CGT liabilities fell overall in 22/23 but liabilities on residential property increased by 7%

New figures published by HMRC show an overall 15% decline in Capital Gains Tax (CGT) liabilities in the 2022 to 2023 tax year, although tax liabilities on the sale of residential property increased 7% versus the prior year.

In the 2022 to 2023 tax year, the total Capital Gains Tax (CGT) liability was £14.4 billion for 369,000 taxpayers, realised on £80.6 billion of gains.

In total, the disposal of residential property led to a CGT liability of more than £1.9bn for 149,000 taxpayers in 22/23, up from 141,000 in the prior year when liabilities reached £1.8bn.

In 22/23, the number of taxpayers liable to pay CGT declined by 8% to 369,000 people.

In the 2022 to 2023 tax year, 41% of CGT came from those who made gains of £5 million or more. This group represents less than 1% of CGT taxpayers each year.

London and the South East of England accounted for 48% of total gains and 50% of liabilities. 

Capital Gains Tax is a tax paid on the gain you make when you sell an asset that’s increased in value.
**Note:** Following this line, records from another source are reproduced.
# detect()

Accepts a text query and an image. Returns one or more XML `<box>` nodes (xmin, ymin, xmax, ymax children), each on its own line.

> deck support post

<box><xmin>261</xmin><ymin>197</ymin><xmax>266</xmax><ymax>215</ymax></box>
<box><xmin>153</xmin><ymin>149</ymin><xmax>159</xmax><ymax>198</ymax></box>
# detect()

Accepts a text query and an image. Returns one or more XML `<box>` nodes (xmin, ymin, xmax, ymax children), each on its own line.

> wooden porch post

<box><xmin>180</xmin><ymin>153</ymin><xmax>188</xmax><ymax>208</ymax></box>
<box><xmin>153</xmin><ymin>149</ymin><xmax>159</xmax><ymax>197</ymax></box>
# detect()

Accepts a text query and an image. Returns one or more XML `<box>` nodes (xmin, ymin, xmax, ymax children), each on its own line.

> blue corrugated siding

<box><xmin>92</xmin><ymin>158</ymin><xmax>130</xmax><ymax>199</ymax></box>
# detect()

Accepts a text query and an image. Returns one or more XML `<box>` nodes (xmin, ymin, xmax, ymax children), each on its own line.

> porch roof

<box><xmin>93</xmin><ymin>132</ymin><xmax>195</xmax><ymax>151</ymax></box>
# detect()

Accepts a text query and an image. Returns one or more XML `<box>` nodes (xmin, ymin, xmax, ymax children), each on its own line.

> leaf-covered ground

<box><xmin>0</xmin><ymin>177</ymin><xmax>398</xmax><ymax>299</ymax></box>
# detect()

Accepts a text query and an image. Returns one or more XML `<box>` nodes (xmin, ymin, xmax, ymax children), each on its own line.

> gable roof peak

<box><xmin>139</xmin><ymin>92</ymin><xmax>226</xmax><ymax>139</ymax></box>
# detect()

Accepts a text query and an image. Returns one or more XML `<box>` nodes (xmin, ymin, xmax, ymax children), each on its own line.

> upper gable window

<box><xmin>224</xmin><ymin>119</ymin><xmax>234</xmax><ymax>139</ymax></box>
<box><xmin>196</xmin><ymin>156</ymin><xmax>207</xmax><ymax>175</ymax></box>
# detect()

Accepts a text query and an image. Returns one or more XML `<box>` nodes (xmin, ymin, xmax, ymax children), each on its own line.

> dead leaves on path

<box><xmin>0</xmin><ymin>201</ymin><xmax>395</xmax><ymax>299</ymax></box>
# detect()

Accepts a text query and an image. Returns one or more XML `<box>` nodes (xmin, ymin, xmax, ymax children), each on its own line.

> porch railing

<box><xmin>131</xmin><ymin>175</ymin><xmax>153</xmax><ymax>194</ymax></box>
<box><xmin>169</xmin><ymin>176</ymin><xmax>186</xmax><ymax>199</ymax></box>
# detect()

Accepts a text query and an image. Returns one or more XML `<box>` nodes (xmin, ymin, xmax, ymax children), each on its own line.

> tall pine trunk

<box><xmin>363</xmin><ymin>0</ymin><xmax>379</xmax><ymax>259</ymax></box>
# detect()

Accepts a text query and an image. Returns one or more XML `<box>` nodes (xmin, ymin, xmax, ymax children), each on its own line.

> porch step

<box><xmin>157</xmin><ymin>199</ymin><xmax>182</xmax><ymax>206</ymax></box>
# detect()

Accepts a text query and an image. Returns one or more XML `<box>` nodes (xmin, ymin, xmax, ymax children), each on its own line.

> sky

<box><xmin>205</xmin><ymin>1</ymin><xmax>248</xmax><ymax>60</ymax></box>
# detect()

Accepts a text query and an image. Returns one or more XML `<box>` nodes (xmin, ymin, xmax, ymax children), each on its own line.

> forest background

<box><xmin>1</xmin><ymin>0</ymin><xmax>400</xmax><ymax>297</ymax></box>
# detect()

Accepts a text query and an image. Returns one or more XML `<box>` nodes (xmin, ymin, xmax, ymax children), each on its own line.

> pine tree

This needs to be calculated in GBP and so where you have acquired an asset in a foreign currency the movement in exchange rates also needs to be taken into account.

You pay it on gains you make on personal possessions sold for £6,000 or more (but not including your car), property that’s not your main home, any shares not in an Individual Savings Account (ISA) or Personal Equity Plan (PEP) and business assets. It may also apply to gains from cryptocurrency investments, which will need to be reported separately for the first time this year.

You only have to pay CGT on your total gains above an annual tax-free allowance. This annual allowance has dropped significantly in recent years - from £12,300 in 22/23 to £6000 in 23/24 and falling again to £3,000 in the current year. 

Dawn Register, Head of Tax Dispute Resolution at BDO said:

“While today’s figures show a decline in CGT in the 22/23 tax year, CGT liabilities rose for those selling second properties.  This could be a sign that landlords and holiday home owners are selling up off the back of earlier tax changes and the impact of fiscal drag. 

“They also show that CGT tends to come from a small number of taxpayers, with less than one percent of those liable to CGT contributing over two fifths of CGT tax revenues. 

“The chancellor set out earlier this week the challenges facing the public finances and acknowledged for the first time that taxes will rise at the next Budget. 

“The Labour party manifesto committed to not raising rates of VAT, income tax or National Insurance. It also pledged to cap corporation tax at the current level of 25 per cent for the entire Parliament. This has inevitably shifted the focus onto other taxes which could be in the chancellor’s sights to increase or cut reliefs – and key among these is CGT and inheritance tax.

“Whether or not a rise in CGT is on the cards for this October’s Budget, this increased speculation may well convince some to bring forward their plans to dispose of property or other assets. And in fact, this could be very useful for a Government keen to maximise tax revenues in the current year, with CGT due on the sale of a second property due within 60 days of completion.

“Of course, it’s also possible to reduce your tax bill by deducting losses, so this could encourage people to hold on to loss-making assets pending any eventual rise in CGT rates.”